Nan Goldin Cancels New York Times Project Over Newspaper’s ‘Complicity with Israel’
The photographer Nan Goldin said on Thursday that she had called off a project for the New York Times Magazine, accusing the newspaper of a pro-Israel bias in its reporting on Gaza.
“Yesterday, I canceled a big job with the New York Times Sunday magazine — a cover shoot of a musician I admire — because of the NYT’s reporting on the war on Gaza, which shows complicity with Israel,” she wrote on Instagram. “For what they report and don’t report, and how they question the veracity of anything Palestinians say.”
She tagged Writers Against the War on Gaza (WAWOG), a group of journalists, critics, and more that have “committed to solidarity and the horizon of liberation for the Palestinian people,” according to a description on its website, which accuses the New York Times’s editorial board and others of having created a “perversion of meaning” since the October 7 Hamas attack that killed 1,400 Israelis and involved the taking of around 200 hostages.
Following that attack, Israel has launched airstrikes on Gaza, killing more than 10,000 people there, according to the local health ministry.

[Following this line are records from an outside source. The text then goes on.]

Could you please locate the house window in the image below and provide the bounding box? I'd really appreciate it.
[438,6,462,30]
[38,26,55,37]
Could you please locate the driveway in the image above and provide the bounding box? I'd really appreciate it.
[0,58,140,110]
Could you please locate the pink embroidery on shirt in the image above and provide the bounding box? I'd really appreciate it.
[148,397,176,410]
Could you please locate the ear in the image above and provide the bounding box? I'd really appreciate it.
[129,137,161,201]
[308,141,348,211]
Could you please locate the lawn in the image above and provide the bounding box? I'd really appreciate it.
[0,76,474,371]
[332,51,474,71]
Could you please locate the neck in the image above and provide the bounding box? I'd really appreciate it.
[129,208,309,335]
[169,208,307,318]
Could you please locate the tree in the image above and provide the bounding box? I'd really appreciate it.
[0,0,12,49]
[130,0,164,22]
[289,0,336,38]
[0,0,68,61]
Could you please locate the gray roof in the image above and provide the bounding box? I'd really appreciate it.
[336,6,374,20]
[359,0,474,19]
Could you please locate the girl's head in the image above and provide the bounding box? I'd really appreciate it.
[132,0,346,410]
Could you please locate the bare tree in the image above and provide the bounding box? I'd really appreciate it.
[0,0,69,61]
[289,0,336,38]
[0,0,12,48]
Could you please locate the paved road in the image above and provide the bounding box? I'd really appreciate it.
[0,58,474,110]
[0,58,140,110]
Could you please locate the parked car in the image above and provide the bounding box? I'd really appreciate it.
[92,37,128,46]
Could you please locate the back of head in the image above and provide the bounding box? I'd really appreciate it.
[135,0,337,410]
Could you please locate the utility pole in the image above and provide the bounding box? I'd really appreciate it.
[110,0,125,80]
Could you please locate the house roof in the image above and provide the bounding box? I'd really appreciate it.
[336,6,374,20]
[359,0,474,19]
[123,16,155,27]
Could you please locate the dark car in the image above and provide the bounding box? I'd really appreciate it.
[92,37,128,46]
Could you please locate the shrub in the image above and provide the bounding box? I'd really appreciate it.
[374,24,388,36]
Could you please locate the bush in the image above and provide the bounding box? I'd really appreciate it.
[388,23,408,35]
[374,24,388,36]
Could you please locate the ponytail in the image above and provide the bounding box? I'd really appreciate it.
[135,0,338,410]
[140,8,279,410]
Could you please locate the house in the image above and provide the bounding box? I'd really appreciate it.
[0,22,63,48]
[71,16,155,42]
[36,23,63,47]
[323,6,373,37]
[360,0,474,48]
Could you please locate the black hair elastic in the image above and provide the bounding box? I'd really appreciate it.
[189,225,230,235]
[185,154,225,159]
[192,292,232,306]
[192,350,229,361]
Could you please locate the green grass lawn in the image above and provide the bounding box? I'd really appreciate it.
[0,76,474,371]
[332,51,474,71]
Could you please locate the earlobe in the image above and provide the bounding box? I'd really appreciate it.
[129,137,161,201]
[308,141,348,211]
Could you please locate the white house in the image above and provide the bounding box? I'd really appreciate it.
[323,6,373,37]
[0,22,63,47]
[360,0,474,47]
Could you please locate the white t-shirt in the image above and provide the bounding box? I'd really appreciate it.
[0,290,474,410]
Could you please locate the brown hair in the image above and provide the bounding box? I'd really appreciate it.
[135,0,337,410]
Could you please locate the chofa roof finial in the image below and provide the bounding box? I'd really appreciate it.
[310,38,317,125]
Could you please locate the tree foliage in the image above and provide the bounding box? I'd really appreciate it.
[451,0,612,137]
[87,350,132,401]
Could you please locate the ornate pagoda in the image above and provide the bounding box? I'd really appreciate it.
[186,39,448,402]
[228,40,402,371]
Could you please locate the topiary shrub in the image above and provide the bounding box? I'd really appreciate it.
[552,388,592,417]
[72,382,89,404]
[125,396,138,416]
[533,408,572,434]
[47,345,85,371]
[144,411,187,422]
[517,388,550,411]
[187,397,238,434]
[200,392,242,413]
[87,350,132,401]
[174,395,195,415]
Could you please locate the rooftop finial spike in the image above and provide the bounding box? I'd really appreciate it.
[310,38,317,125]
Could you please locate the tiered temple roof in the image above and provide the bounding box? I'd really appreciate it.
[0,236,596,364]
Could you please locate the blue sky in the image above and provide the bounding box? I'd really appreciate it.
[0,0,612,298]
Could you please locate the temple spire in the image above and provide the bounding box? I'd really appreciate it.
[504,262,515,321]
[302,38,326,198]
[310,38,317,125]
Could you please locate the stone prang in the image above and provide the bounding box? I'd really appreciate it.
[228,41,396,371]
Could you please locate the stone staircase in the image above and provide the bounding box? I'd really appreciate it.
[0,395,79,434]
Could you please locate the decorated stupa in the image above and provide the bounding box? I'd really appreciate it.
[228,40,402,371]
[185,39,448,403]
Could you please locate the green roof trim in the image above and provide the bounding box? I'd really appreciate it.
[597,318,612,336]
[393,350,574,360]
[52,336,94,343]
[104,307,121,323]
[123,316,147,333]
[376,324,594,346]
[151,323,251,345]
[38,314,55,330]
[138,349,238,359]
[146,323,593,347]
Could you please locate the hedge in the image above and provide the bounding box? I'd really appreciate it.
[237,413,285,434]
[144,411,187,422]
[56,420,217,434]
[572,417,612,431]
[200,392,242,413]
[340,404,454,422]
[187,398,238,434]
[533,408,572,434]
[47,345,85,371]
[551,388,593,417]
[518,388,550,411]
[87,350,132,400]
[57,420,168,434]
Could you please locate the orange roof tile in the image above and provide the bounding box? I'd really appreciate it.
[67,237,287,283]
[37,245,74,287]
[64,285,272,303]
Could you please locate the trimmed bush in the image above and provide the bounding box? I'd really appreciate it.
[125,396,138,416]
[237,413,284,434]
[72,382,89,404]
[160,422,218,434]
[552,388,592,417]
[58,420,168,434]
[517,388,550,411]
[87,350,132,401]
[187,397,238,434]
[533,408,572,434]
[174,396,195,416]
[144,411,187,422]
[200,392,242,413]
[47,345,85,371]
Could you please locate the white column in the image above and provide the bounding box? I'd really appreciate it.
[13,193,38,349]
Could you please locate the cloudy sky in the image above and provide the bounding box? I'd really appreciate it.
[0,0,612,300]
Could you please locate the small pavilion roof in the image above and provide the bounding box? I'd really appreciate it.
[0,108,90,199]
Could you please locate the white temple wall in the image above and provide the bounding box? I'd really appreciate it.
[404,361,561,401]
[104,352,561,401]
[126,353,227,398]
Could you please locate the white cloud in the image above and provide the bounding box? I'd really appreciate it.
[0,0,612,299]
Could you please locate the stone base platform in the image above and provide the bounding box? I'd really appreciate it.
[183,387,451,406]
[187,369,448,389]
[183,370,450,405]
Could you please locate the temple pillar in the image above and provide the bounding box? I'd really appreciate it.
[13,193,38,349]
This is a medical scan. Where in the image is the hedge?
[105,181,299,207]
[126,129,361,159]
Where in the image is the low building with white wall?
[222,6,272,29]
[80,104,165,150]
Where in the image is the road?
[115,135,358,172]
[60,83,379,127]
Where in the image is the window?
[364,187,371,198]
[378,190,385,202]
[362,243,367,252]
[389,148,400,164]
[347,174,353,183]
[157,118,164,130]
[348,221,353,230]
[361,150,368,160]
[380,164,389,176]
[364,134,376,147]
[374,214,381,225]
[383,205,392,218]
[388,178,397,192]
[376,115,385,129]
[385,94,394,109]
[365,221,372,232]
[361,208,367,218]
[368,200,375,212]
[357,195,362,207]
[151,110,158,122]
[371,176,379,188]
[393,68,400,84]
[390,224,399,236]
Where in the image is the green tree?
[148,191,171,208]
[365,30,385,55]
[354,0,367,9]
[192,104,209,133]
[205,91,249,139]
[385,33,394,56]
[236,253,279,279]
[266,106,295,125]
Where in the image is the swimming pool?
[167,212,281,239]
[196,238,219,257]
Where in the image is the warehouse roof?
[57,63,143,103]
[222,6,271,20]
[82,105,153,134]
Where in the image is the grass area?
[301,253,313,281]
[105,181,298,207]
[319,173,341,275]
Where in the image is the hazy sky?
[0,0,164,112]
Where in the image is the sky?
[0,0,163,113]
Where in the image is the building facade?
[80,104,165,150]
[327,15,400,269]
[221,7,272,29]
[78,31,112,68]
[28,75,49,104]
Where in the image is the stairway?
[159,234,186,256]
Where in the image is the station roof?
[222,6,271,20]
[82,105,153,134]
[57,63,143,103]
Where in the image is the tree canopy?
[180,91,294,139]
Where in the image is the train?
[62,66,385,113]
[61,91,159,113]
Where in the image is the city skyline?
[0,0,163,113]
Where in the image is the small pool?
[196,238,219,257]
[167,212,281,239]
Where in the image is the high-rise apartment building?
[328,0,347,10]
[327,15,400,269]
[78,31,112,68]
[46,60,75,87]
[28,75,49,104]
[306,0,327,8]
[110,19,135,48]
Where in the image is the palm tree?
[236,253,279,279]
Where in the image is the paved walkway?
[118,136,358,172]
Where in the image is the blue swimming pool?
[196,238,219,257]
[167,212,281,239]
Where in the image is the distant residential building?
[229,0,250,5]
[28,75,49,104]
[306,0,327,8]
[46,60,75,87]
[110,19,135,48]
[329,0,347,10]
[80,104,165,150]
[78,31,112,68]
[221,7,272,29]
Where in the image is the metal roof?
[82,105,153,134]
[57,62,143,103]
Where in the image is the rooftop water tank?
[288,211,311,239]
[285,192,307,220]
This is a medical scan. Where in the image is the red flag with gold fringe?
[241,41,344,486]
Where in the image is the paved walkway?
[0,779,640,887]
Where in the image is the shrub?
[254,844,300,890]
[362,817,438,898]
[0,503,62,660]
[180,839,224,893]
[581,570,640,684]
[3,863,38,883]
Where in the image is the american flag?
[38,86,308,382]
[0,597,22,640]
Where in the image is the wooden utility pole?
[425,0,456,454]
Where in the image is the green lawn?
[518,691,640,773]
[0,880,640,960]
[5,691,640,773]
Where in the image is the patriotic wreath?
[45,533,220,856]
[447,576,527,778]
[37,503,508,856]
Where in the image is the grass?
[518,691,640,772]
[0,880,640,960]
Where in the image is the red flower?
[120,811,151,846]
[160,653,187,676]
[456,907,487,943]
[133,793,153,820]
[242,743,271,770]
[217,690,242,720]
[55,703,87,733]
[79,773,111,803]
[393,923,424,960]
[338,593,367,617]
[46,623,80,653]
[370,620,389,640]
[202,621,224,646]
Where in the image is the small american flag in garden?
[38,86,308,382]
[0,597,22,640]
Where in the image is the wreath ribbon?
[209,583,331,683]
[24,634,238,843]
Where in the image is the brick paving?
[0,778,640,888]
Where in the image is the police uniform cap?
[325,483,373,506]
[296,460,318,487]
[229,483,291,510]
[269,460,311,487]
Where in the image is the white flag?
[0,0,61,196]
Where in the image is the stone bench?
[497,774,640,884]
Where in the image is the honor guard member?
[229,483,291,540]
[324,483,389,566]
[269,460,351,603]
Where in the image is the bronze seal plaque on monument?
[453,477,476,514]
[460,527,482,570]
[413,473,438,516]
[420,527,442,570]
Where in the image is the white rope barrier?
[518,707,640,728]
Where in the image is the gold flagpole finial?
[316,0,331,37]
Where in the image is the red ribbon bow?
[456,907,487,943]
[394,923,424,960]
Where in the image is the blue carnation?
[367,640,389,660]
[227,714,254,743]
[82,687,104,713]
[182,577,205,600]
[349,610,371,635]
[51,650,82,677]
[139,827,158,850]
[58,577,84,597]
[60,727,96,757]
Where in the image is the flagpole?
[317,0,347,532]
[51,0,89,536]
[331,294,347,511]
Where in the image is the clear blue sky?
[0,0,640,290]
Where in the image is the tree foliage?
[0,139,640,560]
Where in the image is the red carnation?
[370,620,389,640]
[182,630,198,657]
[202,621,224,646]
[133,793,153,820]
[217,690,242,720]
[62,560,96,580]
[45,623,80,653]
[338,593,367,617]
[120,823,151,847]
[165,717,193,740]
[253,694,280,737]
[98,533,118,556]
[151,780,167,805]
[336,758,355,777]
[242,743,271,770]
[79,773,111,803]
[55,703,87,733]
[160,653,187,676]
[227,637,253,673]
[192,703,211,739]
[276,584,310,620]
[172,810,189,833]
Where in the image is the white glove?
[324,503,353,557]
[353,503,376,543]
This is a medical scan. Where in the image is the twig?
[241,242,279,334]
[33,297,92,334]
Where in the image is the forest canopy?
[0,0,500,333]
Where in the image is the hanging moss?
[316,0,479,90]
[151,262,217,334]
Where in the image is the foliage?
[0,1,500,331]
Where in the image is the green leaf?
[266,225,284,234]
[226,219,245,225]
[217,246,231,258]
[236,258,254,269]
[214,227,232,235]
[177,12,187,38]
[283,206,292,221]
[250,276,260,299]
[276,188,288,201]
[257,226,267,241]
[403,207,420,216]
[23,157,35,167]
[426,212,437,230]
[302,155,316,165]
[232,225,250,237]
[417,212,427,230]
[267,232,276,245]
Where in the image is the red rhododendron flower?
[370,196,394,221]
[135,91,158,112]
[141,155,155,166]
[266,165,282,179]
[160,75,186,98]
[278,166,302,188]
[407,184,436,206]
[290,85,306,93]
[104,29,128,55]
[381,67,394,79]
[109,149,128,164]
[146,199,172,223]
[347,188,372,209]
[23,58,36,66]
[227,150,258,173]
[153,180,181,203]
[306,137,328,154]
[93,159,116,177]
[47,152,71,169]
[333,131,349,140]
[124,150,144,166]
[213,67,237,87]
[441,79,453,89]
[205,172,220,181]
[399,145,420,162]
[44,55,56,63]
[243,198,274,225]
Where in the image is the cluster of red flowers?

The writers’ group linked out to a regularly updated page by the Committee to Protect Journalists that collects the names of journalists who have been killed during the conflict since October 7; the page now lists around 40 names.
On her Instagram story, Goldin alluded to these killings, writing, “I respect the NYT journalists who are on the ground reporting the reality. I mourn the dozens of Palestinian journalists who have been targeted and killed in the last weeks. As long as the people of Gaza are screaming, we need to yell louder so they can hear us, no matter who attempts to silence us.”
A New York Times spokesperson did not respond to a request for comment.
Goldin posted her story less than a week after Jazmine Hughes, a staff writer at the New York Times Magazine, resigned from her post after having signed the WAWOG petition. Jake Silverstein, editor of the New York Times Magazine, said doing so was “a clear violation of The Times’s policy on public protest,” pointing out that Hughes had also signed another letter denouncing the newspaper’s reporting on transgender issues.
The photographer herself was among the signatories of that letter alongside Hughes. Goldin had also signed an open letter published by Artforum and others that called for a ceasefire in Gaza and Palestinian liberation. She criticized that magazine for firing its editor, David Velasco, after the publication of the letter, telling the New York Times, “I have never lived through a more chilling period.”